As you’ve seen in the last two weeks, most of the work involved in data journalism involves getting data into a form you can use, either in Excel or in SQL or some other program.

We’ve looked at how to extract tables from PDFs, how to extract data from the Web, and done a quick review on strategies for converting reports into datasets.

Now that you can envision what success looks like, we’ll spend some time with Open Refine, a tool that many data scientists as well as reporters use to clean up messy data.

If you want to bring your laptop to class, we can make sure it installs properly before you leave for the day. It requires a reasonably up-to-date installation of Java, a free program from Oracle. Most Macs already have it. Depending on what else is on your computer, Windows would also have it, but it’s not as likely.

Open Refine has been installed on the lab computers, which I suggest you use for class work.

If you want to put it on your computer, download it here

PLEASE NOTE You will need to use Open Refine for the tutorial later this week. We’re going to start walking through it together on Wednesday, but you may need to finish it after class.
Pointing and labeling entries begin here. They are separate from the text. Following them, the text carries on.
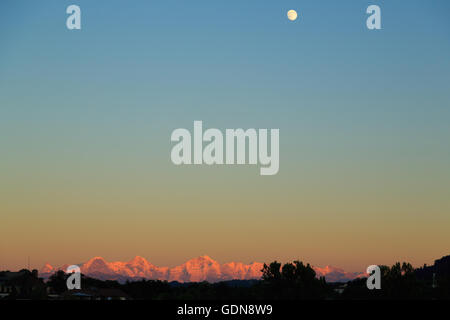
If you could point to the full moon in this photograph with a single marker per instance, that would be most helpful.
(292, 15)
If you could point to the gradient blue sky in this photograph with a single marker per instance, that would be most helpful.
(86, 118)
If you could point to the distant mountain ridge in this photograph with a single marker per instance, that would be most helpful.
(198, 269)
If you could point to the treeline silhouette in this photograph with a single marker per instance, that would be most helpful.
(290, 281)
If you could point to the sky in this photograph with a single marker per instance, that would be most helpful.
(86, 117)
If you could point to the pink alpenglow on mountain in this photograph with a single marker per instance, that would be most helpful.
(199, 269)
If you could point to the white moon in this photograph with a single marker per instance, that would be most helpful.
(292, 15)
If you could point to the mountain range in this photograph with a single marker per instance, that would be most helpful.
(199, 269)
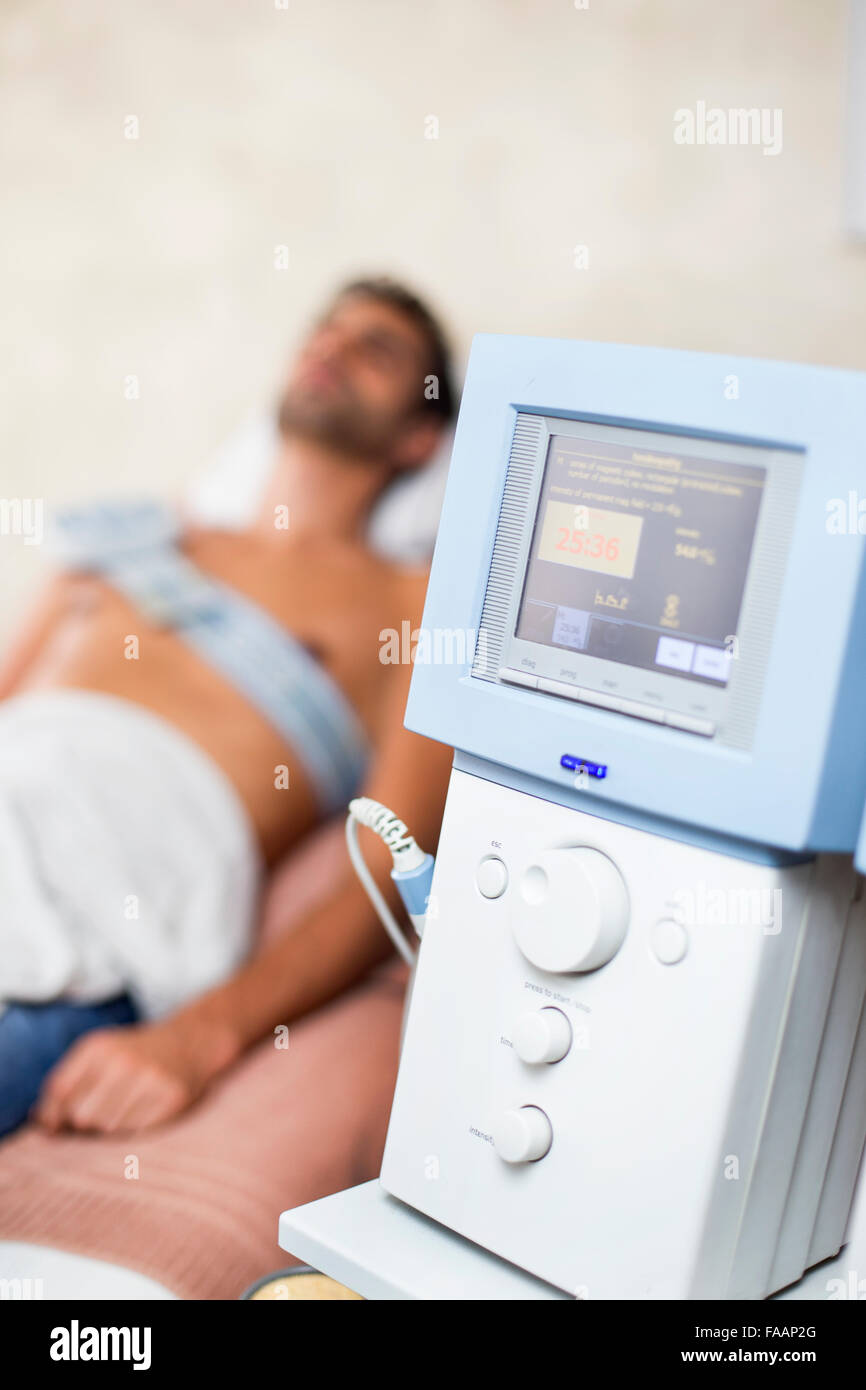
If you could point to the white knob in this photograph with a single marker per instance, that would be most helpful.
(574, 911)
(523, 1136)
(542, 1036)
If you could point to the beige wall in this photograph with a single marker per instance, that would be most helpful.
(305, 127)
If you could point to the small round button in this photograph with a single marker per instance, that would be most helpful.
(542, 1036)
(491, 877)
(669, 940)
(523, 1134)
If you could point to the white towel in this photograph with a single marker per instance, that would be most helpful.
(127, 861)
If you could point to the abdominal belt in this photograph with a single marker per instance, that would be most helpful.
(134, 546)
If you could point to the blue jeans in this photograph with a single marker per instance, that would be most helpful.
(35, 1036)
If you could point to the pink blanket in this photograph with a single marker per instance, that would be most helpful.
(195, 1205)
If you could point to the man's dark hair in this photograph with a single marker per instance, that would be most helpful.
(392, 292)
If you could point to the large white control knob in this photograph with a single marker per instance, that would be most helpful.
(542, 1036)
(574, 911)
(523, 1136)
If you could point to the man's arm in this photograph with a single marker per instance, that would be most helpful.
(342, 938)
(141, 1076)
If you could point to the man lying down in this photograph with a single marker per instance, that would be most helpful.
(182, 708)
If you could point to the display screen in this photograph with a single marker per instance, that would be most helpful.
(641, 556)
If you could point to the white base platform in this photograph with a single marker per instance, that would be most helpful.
(41, 1272)
(384, 1250)
(381, 1248)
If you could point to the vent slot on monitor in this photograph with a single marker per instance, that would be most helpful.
(516, 514)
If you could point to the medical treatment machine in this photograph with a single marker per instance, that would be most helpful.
(634, 1061)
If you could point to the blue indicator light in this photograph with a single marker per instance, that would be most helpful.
(577, 765)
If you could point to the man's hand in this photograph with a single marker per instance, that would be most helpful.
(132, 1077)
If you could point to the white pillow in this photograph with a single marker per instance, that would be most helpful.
(403, 523)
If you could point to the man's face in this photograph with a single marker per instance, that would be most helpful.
(357, 382)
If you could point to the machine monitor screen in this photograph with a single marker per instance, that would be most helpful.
(641, 556)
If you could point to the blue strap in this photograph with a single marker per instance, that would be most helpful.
(246, 645)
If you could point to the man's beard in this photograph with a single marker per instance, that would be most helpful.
(342, 424)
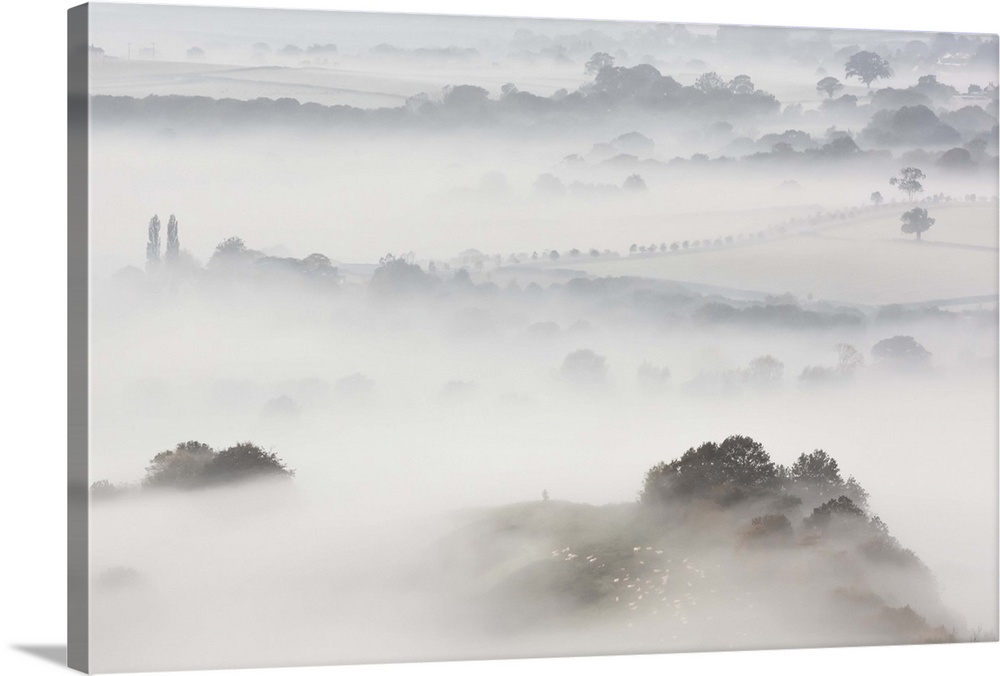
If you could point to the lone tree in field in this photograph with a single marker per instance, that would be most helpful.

It is due on Friday.

Here are some more resources on Open Refine.

Monday, April 9

We’ll use the hazards incident level reports, in csv form and the individual campaign finance contributions that we looked at before as examples.

Files for class:

Wednesday, April 11

Work on tutorial, due April 13

You should be sure to come to class if you are at all unsure about how to use Open Refine. This will be a challenging exercise, and I think you’ll want the opportunity to go through it in person.

We’re going to begin a walkthrough of an exercise on Open Refine that will serve as your last exam. I’ll be able to answer questions on this one, in class. I’m not sure if we’ll finish. It will be due on Friday, April 13.